AWS Pricing calculator allows you to Configure a cost estimate that fits your unique business or personal needs with AWS products and services. We have had the Simple Monthly Calculator (SMC) (Retired as of 3/31/23) that provided estimates in the past which was then replaced with the AWS Pricing Calculator

Why should you use AWS Pricing Calculator?

The AWS Pricing Calculator has a simplified web interface, which now supports cost estimates of more than 150 AWS services. It also enables cost estimates at scale, like bulk import for EC2 instances. AWS Pricing Calculator is accessible to all users, prospects, or AWS customers, without an AWS account. It provides cost estimates for your workloads, using the public AWS prices. Also the best source to get the most updated and comprehensive pricing estimates in one place.

Areas on AWS Pricing Calculator that needs Hardening

User Experience Related

This one has been out there for a while but its easy to configure your estimate and do all the hard work to get to the point where you have an estimate only to click outside of the primary form and find out you have just lost all your great work.

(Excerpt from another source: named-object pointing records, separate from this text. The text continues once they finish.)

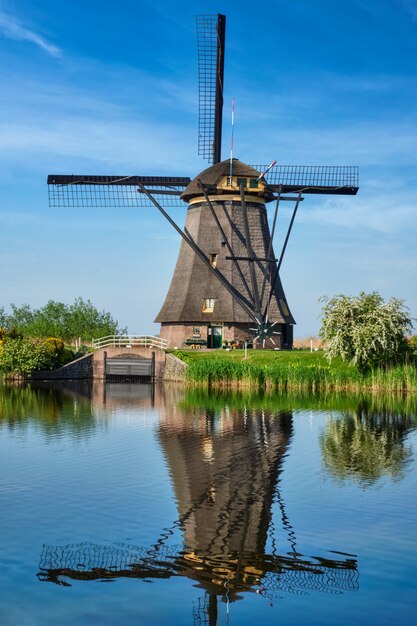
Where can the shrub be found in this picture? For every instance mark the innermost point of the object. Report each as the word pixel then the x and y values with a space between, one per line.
pixel 23 356
pixel 364 330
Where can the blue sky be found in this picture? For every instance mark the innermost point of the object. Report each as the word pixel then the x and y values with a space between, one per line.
pixel 99 87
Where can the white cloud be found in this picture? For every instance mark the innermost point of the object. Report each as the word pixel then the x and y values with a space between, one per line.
pixel 12 29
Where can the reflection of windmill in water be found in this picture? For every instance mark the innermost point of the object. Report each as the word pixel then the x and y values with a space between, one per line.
pixel 225 467
pixel 226 285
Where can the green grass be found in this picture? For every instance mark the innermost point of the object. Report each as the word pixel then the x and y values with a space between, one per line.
pixel 297 370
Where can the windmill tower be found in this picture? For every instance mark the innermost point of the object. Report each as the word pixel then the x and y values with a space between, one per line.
pixel 226 286
pixel 227 219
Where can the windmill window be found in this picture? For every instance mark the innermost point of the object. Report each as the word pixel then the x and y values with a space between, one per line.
pixel 208 305
pixel 284 307
pixel 213 259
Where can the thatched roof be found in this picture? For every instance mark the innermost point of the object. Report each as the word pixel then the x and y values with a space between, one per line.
pixel 213 175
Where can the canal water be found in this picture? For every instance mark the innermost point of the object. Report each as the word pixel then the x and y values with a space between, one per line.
pixel 128 504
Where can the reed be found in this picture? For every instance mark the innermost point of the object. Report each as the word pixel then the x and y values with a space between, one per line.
pixel 301 372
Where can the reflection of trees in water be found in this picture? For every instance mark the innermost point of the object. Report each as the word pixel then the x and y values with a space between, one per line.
pixel 225 462
pixel 52 408
pixel 365 445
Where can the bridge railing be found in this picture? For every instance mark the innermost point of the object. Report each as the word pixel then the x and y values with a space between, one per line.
pixel 128 341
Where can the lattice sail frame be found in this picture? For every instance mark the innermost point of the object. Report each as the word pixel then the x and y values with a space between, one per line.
pixel 210 54
pixel 124 191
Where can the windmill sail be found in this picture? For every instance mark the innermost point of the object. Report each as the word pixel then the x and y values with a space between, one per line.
pixel 211 31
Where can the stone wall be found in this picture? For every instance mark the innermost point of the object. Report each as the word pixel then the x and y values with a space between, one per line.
pixel 91 366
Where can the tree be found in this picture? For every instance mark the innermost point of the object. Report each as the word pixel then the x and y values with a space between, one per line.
pixel 364 330
pixel 23 356
pixel 56 319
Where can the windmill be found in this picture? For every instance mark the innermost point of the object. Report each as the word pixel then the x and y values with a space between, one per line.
pixel 226 286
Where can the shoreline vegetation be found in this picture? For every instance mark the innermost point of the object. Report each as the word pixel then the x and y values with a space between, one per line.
pixel 296 370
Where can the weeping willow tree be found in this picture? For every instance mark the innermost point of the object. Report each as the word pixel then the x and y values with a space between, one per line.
pixel 366 447
pixel 364 330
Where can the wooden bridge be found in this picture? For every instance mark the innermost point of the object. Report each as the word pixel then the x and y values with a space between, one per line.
pixel 127 357
pixel 119 358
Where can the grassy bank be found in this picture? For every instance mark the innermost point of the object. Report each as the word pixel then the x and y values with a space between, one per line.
pixel 296 370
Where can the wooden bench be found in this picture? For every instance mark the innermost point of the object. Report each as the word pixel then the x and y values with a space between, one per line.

AWS Pricing Calculator form

Make sure to not click anywhere outside of the primary overlay or form for the calculator without saving your work.

Pricing Related

This one in particular has been even more frustrating in many ways. Noticed that the form fields reset automatically when you change around a few options under your service configuration which could lead to a price that is not accurate.

Here is an example where i would try to compare my price for the two Aurora PostgreSQL offerings (Aurora Standard vs Aurora I/O-Optimized). I start out by selecting Aurora Standard and gather the monthly price ($894.98 USD/m for a db.r7g.2xlarge)

Aurora Standard Configuration

All good until this point. Next I update from Aurora Standard to I/O-Optimized to compare and the cost bump really caught me (and a few others) by surprise.

Aurora I/O-Optimized

The pricing calculator resets the instance type and picks an alternate type which is not what you expect. Easily goes unnoticed when your focus was a cost comparison and you are looking at the delta. Certainly caught a bunch of us by surprise. Will drop in some support cases with AWS next to see if we can resolve these discrepancies and improve the user experience!

Hope this saves some of you some time!